In no event will SprightlySoft be liable to the LICENSEE for special, indirect, incidental or consequential damages in relation to this Agreement, INCLUDING BUT NOT LIMITED TO, LOSS OF PROFITS, LOSS OF BUSINESS OPPORTUNITIES, LOSS OF DATA, OR INTERRUPTION OF BUSINESS, EVEN IF ADVISED OF THE POSSIBILITY OF SUCH DAMAGES.

9. Assignment.

Notwithstanding anything herein to the contrary, either party may assign this Agreement to an affiliate of such party or to a successor entity in connection with the merger, consolidation or sale of all or substantially all of the assets of such party, provided that said assignee assumes, in full, the obligations of such party under this Agreement. Any successor entity will be subject to the terms and conditions of this Agreement.

10. Notice.

Any notice given under this Agreement by either party to the other must be in writing and may be delivered by e-mail.

If notice by e-mail to SprightlySoft: support@sprightlysoft.com

11. Miscellaneous.

11.1 Governing Law. This Agreement and all disputes arising in connection herewith, shall be governed by and construed in accordance with the laws of the province of Ontario, Canada without regard to the conflict of laws principles thereof. LICENSEE hereby consents to the jurisdiction of the provincial and federal courts located in Ontario, Canada, acknowledges that such courts would be the most convenient forum for all matters relating to this Agreement, and waives any other venue to which it may be entitled by virtue of domicile or otherwise.

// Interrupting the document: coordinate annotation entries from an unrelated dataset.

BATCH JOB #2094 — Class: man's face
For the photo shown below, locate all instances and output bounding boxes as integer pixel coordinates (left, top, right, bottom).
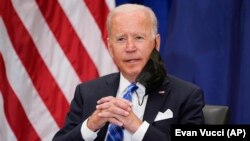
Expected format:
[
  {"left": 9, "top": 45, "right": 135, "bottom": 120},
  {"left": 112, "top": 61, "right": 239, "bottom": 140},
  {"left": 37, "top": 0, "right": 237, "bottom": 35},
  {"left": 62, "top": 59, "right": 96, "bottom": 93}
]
[{"left": 108, "top": 10, "right": 160, "bottom": 82}]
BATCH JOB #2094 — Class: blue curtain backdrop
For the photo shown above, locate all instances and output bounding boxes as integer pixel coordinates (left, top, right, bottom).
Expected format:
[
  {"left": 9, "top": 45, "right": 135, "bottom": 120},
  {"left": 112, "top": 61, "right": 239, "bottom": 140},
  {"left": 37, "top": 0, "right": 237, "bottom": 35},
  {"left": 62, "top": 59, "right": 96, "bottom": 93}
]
[{"left": 116, "top": 0, "right": 250, "bottom": 124}]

11.2 Entire Agreement. This Agreement constitutes the full and complete understanding between SprightlySoft and LICENSEE with respect to this Agreement, and the provisions hereof replace and supersede any and every other agreement between them respecting the SprightlySoft Products, the SprightlySoft Licensed Products, or any service rendered hereunder.

11.3 Changes. Changes to this Agreement shall be of no force and effect unless expressly agreed to by both the parties in writing.

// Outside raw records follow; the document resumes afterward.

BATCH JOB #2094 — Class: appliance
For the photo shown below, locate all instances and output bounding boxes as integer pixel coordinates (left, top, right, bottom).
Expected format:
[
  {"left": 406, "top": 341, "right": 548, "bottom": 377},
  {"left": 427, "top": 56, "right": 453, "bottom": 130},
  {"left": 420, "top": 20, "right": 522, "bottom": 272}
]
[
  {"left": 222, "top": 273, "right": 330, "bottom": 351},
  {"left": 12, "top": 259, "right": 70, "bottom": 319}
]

11.4 Severability. The provisions of this Agreement are severable, and in the event that any provisions of this Agreement shall be determined to be invalid or unenforceable under any controlling body of the law, such invalidity or unenforceability shall not in any way affect the validity or enforceability of the remaining provisions hereof.

11.5 No Waiver. No waiver by any party of any rights hereunder shall be valid unless it shall be in writing signed by that party. The omission by any party to insist upon strict performance of any provision of the Agreement shall not be construed as a waiver of such provision with respect to the same or any subsequent breach.

11.6 Force Majeure. Neither party shall be responsible for delays or failures in performance resulting from acts beyond the control of such party. Such acts shall include, but not be limited to, acts of God, strikes, riots, acts of war, epidemics, fire, communication line failures, earthquakes, or other disasters.

11.7 Binding on Successors. This Agreement shall be binding upon and inure to the benefit of the parties and their successors and assigns as permitted by this Agreement.

11.8 Section Headings. The descriptive headings contained in this Agreement are inserted for convenience of reference only and are not intended to be part of or to affect the meaning or interpretation of this Agreement, and all provisions of this Agreement will be enforced and construed as if no heading had been used in this Agreement.

11.9 Interpretation. Any law or regulation which provides that the language of a contract shall be construed against the drafter shall not apply to this License.